А потом припустил за помещиком-волкулаком, который, конечно, и не подумал остановиться. Он летел, как пушкинская кибитка удалая, взрывая когтистыми лапами борозды мягкой песчаной почвы.
— Зинуша, хватай ведро и беги за нами! — крикнул Иванушка, уже отдаляясь от храма — и всем сердцем надеясь, что деревянная ёмкость не окажется слишком тяжелой для его невесты, и что девушка не расплещет на бегу её содержимое.
«Надо было на Басурмане скакать за ним!» — мелькнула у Ивана запоздалая мысль.
Впрочем, помещик-волкулак бежал всё медленнее, а порой и вовсе приостанавливался на мгновение, чтобы ещё разок встряхнуть мордой. Но не похоже было, что ему это помогает. Нитрат серебра, надо полагать, не только разъедал ему шкуру, но и проникал в его кровь, пораженную заразой ликантропии.
— Да стойте же вы, наконец! — прокричал Иван, когда от удиравшего оборотня его отделяли не больше десятка саженей. — Мы же помочь вам хотим!
Однако помещик-волкулак с ужасов оглянулся на Иванушку через плечо, а потом — откуда только силы взялись! — понесся вперёд вдвое быстрее, чем раньше. Ясно было: если он выскочит за ворота, его будет уже не догнать.
И купеческий сын решился.
Чугунную пику он так и не бросил, и теперь метнул её вперёд наподобие копья: целя в створ кладбищенских ворот, которые чёрный волк вот-вот должен был проскочить. Иванушка не решился бы на такое ни за что, если бы не его новообретенный дар: пика могла убить злосчастного оборотня вернее, чем нитрат серебра. Но теперь, более или менее представляя, что нужно делать, Иван Алтынов сопроводил свой бросок резким взмахом левой руки. И чугунный прут вонзился в песчаную почву точнехонько перед мордой звере-человека — но даже мимолетно его не задел.

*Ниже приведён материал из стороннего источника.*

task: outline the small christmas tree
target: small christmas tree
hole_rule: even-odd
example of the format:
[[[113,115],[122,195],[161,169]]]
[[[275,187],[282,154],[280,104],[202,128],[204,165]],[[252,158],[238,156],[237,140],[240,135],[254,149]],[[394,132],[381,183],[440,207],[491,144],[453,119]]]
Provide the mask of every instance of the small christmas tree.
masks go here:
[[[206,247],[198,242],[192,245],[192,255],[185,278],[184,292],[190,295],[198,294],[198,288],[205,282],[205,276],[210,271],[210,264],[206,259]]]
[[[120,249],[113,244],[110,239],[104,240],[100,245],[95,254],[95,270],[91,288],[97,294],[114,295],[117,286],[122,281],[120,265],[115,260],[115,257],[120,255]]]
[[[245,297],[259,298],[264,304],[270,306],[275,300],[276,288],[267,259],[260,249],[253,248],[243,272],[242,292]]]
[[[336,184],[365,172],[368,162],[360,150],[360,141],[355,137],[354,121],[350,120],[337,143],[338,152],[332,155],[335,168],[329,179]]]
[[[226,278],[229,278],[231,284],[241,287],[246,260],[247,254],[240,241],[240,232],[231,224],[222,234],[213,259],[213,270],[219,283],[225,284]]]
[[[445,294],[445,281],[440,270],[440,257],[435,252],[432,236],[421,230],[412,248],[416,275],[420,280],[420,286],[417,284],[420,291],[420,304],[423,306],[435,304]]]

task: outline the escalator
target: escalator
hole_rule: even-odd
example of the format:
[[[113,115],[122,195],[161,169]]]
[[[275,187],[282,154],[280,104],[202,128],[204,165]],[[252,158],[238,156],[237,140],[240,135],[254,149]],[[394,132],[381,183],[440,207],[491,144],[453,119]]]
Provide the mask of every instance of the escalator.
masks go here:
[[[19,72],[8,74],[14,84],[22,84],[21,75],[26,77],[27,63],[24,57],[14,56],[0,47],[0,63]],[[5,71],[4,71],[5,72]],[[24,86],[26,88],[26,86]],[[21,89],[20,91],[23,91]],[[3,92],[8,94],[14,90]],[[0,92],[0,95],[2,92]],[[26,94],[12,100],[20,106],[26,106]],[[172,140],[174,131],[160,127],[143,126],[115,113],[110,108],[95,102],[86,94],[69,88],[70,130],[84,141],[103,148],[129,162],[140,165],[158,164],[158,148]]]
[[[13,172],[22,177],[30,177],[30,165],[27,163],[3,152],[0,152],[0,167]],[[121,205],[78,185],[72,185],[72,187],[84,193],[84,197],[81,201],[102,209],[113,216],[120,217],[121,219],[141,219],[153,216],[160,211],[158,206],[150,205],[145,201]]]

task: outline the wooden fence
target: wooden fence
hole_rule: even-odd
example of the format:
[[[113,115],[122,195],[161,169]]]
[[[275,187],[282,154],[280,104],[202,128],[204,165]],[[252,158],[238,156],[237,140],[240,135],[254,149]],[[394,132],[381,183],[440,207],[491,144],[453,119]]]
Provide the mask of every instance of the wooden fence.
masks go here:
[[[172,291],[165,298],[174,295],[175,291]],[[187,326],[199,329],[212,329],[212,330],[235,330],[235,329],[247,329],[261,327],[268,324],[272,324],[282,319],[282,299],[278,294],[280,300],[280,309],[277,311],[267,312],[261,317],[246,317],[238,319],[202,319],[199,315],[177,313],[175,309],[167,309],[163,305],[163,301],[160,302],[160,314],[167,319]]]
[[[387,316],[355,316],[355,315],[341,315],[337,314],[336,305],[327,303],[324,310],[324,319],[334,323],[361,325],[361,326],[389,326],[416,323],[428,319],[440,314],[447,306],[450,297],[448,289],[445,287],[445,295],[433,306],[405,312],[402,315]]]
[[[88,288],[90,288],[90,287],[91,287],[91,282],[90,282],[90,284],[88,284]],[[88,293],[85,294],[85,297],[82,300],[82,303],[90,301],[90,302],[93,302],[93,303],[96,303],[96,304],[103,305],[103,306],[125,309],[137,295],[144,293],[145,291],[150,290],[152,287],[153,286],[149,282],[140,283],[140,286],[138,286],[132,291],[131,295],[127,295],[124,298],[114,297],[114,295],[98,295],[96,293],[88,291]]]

Волкулак едва успел затормозить, чтобы не врезаться башкой в чугунную преграду. И прежде, чем он снова сорвался бы с места, Иван подскочил к злосчастному чёрному волку, мгновенно прижал его левой рукой к земле, а потом правой рукой ухватил его за шкирку — крепко, изо всех сил, — и приподнял над землёй. Зверь извернулся, попытался цапнуть Ивана, но тот держал руку на отлёт, подальше от себя. Так что помещик-волкулак только лишь клацал зубами, когда к воротам подбежала запыхавшаяся Зина, тащившая почти опустевшее ведро. Как видно, почти всю освящённую воду вылакал давеча её папенька.